Autoridades bajo la sombra del CJNG
En Tabasco, el gabinete de seguridad fue señalado por presuntos vínculos con el CJNG. Narcomantas acusaron al comandante de la 30 Zona Militar, Héctor Francisco Morán González, al general Víctor Hugo Chávez Martínez (exsecretario de Seguridad Pública) y al fiscal José Barajas Mejía. Tras estos señalamientos, Morán González fue trasladado, Chávez Martínez renunció y Barajas Mejía enfrenta rumores de su inminente salida.
La corrupción dentro de los cuerpos de seguridad no es un fenómeno nuevo. Según el académico Jorge Ramírez, «las policías locales se convirtieron en activos pagados por el Estado, pero que terminan al servicio del crimen organizado».
Narcomensajes y amenazas: El miedo como arma
El pasado 7 de febrero, la policía de Tijuana encontró restos humanos junto a una narcomanta firmada por el CJNG, dirigida a Miguel Ángel Gaxiola Rodríguez, fiscal de homicidios de Baja California. No es la primera vez que el cártel emplea este método de intimidación.
Casos similares se han registrado en Jalisco, donde tras la desaparición de ocho policías municipales, se encontraron bolsas con restos humanos y un mensaje que vinculaba a los agentes con el Cártel de Sinaloa. Actualmente, 107 policías de Teocaltiche y Villa Hidalgo están bajo investigación por posibles nexos con el crimen organizado.

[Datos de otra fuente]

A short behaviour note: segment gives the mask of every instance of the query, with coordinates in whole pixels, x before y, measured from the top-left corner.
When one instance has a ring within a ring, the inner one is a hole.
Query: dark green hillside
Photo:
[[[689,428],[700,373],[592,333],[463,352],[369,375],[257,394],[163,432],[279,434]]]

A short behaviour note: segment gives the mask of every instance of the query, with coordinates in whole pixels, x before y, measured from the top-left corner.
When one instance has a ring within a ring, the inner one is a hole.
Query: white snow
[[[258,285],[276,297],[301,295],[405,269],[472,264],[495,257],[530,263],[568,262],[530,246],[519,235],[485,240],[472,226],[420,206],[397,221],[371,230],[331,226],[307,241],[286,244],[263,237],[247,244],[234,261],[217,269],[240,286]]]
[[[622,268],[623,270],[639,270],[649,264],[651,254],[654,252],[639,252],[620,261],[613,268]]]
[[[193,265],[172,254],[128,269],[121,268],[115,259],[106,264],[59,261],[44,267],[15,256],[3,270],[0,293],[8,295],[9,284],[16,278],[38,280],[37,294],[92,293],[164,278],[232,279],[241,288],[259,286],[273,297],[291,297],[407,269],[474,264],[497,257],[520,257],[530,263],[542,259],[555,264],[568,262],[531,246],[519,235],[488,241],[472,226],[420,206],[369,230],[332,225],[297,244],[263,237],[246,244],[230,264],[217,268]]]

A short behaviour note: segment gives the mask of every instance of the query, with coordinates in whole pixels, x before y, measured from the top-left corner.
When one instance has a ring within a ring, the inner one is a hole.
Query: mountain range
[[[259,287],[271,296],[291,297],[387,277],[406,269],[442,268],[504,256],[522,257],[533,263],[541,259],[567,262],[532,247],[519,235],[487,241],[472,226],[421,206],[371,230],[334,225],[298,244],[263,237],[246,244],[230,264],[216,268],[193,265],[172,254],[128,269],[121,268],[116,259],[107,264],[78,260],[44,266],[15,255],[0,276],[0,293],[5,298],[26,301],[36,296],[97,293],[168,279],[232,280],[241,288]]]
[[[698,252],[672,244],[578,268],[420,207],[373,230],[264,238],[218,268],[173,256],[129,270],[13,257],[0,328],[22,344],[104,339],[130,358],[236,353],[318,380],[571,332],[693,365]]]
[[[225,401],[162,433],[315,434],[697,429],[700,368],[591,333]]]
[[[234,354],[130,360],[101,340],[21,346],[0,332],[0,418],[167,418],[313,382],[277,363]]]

¿Guardia Nacional, la solución?
Ante la falta de confianza en las policías locales y estatales, el gobierno federal apostó por la Guardia Nacional, una corporación de corte militar. Sin embargo, expertos advierten que este modelo no erradica la corrupción, sino que la desplaza.
«Las estructuras policiacas se han convertido en prolongaciones del crimen organizado. ¿Disolverlas es la solución? El gobierno decidió crear una policía militarizada, pero el problema de fondo sigue ahí», afirma Ramírez.
Corrupción en Chiapas y amenazas al gobernador
En enero de 2025, un operativo en Chiapa de Corzo llevó a la detención de 87 policías municipales por presuntos vínculos con el crimen organizado. Meses antes, en diciembre de 2024, apareció una narcomanta en la que el CJNG agradecía al gobernador Eduardo Ramírez por «abrir paso» al cártel en la región. El mandatario negó cualquier relación.
Un desafío para la seguridad nacional
El CJNG no solo domina territorios con violencia, sino que también debilita la credibilidad de las fuerzas de seguridad. La infiltración de policías y militares en redes criminales deja a la ciudadanía en una situación de vulnerabilidad. Combatir esta crisis requiere estrategias integrales que vayan más allá de la militarización.